Opinion

Presumption stifles science

I have received many comments on my article about the Faculty of Medicine breeding terrorism, including a letter from Dawoud Rophail Khashaba in which he said the following:
 
I believe Khaled Montasser has diagnosed the matter well when he said this faculty breeds terrorism and when he attributed it to flaws in our educational system, for I am convinced that the fundamentalist thought has grown in the system in recent decades, especially the last few years.
 
Our educational system produces two categories of graduates, the ignorant who have not learned a thing and the smart who have learned by heart without fully understanding.
 
Have they ever read a poem or a novel?
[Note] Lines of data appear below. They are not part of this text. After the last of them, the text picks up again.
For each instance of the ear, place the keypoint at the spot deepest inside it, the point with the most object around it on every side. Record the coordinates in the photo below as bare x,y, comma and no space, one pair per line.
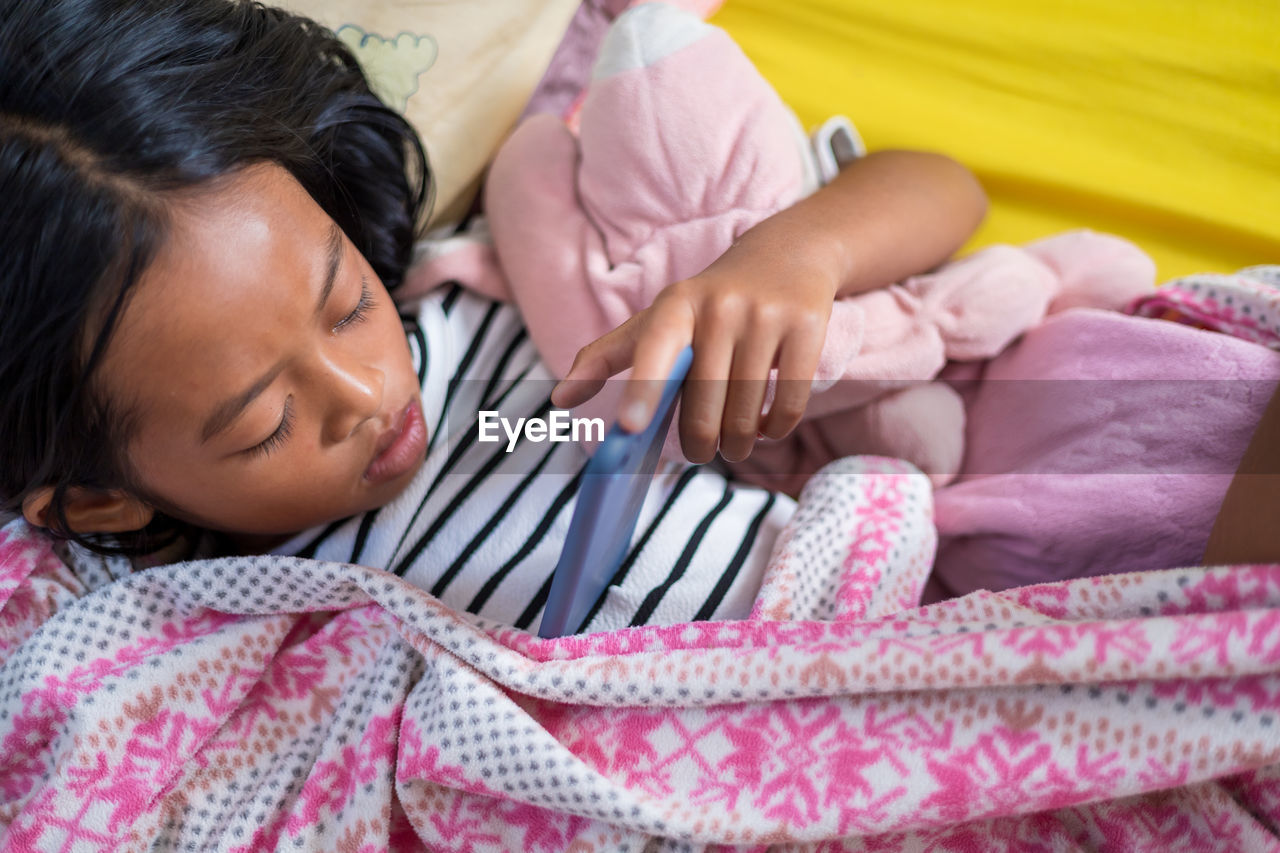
90,510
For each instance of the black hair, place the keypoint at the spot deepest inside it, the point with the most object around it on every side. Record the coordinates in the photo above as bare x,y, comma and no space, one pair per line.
108,108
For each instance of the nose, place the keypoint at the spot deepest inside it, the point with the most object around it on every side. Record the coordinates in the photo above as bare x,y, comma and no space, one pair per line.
353,393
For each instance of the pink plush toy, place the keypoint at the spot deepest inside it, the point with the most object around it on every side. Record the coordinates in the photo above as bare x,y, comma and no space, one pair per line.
681,147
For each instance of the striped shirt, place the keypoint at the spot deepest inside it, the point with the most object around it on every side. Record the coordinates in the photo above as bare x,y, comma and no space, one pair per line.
483,528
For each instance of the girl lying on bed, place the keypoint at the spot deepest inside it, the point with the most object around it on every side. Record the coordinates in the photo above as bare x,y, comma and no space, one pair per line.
206,211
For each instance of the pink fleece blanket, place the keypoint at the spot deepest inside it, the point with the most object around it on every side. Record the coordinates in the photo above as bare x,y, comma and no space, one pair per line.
282,703
1102,443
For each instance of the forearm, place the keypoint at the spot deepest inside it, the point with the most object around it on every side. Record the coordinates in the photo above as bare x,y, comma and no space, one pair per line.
887,215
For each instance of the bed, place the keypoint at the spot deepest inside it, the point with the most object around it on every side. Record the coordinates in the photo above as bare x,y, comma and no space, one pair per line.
279,703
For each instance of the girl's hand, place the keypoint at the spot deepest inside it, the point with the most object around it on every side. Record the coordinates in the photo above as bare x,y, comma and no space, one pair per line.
755,309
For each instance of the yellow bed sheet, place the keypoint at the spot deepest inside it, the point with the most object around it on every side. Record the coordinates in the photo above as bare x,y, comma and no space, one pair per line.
1155,119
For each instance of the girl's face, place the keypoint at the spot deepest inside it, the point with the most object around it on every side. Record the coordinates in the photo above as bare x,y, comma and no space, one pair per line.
265,366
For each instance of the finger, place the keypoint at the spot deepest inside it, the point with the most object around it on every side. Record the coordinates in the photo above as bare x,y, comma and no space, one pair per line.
798,361
748,383
600,359
667,328
702,405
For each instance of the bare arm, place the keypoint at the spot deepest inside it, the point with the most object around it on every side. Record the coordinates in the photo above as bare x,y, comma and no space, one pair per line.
885,217
766,301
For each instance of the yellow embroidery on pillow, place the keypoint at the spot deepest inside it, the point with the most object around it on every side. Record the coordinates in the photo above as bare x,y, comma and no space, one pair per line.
393,65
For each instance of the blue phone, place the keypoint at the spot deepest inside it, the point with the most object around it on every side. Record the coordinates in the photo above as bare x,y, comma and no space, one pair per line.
604,516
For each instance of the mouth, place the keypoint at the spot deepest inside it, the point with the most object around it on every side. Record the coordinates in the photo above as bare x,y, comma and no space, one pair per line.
401,448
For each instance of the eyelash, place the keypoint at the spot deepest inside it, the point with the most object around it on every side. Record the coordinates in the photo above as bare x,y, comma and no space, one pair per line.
280,434
361,311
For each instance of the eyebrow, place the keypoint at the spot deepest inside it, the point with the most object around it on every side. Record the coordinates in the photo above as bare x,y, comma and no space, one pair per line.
227,411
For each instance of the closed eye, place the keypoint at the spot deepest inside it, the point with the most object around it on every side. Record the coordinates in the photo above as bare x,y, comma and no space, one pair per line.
282,433
362,306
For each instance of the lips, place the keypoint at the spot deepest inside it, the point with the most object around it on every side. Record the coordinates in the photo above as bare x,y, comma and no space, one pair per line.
401,448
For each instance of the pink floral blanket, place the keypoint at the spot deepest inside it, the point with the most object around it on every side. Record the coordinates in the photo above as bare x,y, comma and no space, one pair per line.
280,703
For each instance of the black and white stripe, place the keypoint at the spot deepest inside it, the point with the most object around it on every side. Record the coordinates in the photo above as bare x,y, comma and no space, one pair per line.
481,528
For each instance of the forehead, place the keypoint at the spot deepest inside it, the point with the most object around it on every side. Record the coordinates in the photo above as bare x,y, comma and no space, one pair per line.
223,295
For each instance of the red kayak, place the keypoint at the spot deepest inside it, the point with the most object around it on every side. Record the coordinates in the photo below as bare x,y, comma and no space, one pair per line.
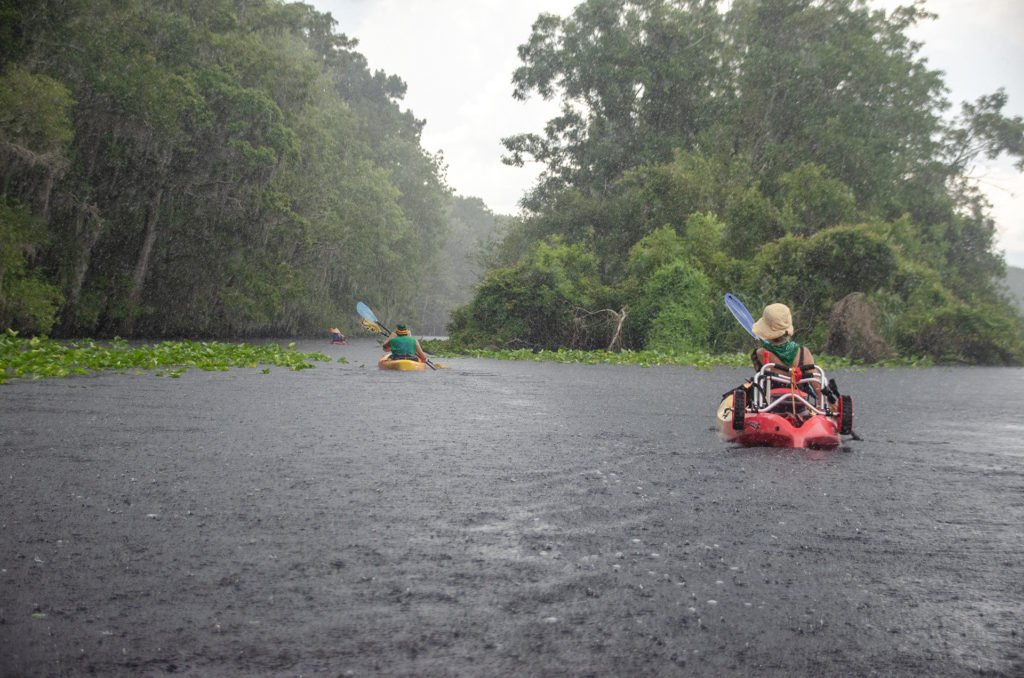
786,408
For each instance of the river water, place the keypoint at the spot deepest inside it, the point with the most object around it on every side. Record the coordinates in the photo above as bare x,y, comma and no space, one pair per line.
504,518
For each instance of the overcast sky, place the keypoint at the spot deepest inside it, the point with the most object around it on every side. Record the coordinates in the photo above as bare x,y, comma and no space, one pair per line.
457,57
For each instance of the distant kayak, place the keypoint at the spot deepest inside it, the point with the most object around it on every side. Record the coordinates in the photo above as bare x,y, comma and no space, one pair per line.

Have they ever heard any of their professors questioning a presumption that is taken for granted?
 
I read an article about Albert Einstein, the scientist who revolutionized physics, that was published on the centennial of his theory of relativity he declared in November 1915. 
 
Einstein was a school dropout who attended lectures in university as an auditor. Reading the books of Immanuel Kant, Einstein found out that space and time are relative to the observer, not absolutes as Newton thought. This was the first step in his theory of relativity. He then studied physics and published three research papers in 1905, which became the basis of his theory that took him another 10 years of work to arrive at.
 
I cite this story to make the point that advancing in science requires us to emancipate ourselves from given presumptions and even question axioms.
 
Clerics like to call themselves scientists, which I see as a distortion of the very definition of science because their knowledge is based on what is learned by the heart without questioning. Let them believe they are scientists as long as they are away from the real scientists who question everything in order to advance.